Im Zentrum der zweiten Erzählung, Karina, stehen ein junger Mann, der alle Grenzen sprengen und alles Denkbare denken, erleben und ausprobieren möchte, und ein Mädchen mit klar umrissenen, kleinbürgerlichen Vorstellungen von Glück. Dennoch ist ihre Beziehung nicht so problematisch, daß ein Selbstmordversuch, den sie unternimmt, nicht völlig überraschend für ihn käme. Der Abschiedsbrief an ihre Eltern wird ihm vorenthalten; eine Reihe von Rückblicken ergibt keine Anhaltspunkte, warum sie das getan hat. Dabei haben die beiden immer geredet. Es geht also um Kommunikationsdefizite, die gerade beim Reden entstehen; weiters um den Mangel an Proportion zwischen der Verzweiflungstat und den Reaktionen einer mit sich selbst beschäftigten Außenwelt, die sie als lästig oder gar als Zumutung empfindet. Die Relativität und Banalität menschlicher Gefühle wird offenbar, wenn der jungen Frau bereits zwei Tage nach dem missglückten Suizid ihre Beweggründe abhanden gekommen sind:
„Und bist du jetzt nicht froh, daß du lebst?“
„Doch!“, sagte sie fröhlich.
In der dritten Geschichte, Das gebrochene Herz, geht es um die platonisch-heroische Liebesgeschichte eines Schülers. Der (auch hier nicht genannte) Protagonist betet seinen Schulkollegen Gustav an, der ihm vor allem im sozialen Bereich überlegen ist und der seine diesbezüglichen Fähigkeiten auslotet, wenn die beiden in Gesellschaft anderer sind. Von den Eltern organisierte Lerngemeinschaften und die Lendenstolz-Rivalität seines Vaters, der „nur“ Gymnasiallehrer ist, mit Gustavs Vater, einem Professor an der Universitätsklinik, machen dem Sohn das Leben zusätzlich sauer. Eine unerwartete Lösung ergibt sich, als sich der Protagonist Jahrzehnte später einer Herzoperation unterziehen muß, die ausgerechnet Gustav durchführen wird. In dieser existentiellen Situation kommt genau jene Nähe auf, nach der er sich bis dahin gesehnt hat.

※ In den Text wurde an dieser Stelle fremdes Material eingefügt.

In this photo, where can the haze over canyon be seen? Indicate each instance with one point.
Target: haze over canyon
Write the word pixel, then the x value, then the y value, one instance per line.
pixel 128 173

Formal gesehen besteht die Geschichte, wie auch die beiden anderen, aus einer Rahmenerzählung, in der das eigentliche Geschehen stattfindet, und jeweils einer Reihe von Rückblicken. Reflexionen nehmen mehr Raum ein als Dialoge. Drexel verzichtet auf Sensationelles, Spektakuläres und auf laute Töne: die Selbstmordgeschichte wird bezeichnender Weise nicht aus der Sicht der Person erzählt, die ihn begeht und auch nicht aus jener eines Menschen, der sie liebt. Drexel blufft nicht, weder inhaltlich noch sprachlich; er meidet Manierismen und setzt umgangssprachliche Ausdrücke – man ist versucht zu sagen: ordentlich - in Anführungszeichen, was einen gewissen Eindruck von Bedächtigkeit vermittelt, der dann jäh in Brüche geht angesichts von glücklichen Formulierungen wie dem pubertären „kopflosen Flügelschlagen, das irgendwo ein Astloch suchte.“ (S. 76)
Ein gelungenes Debüt, dem hoffentlich weitere Bücher folgen werden.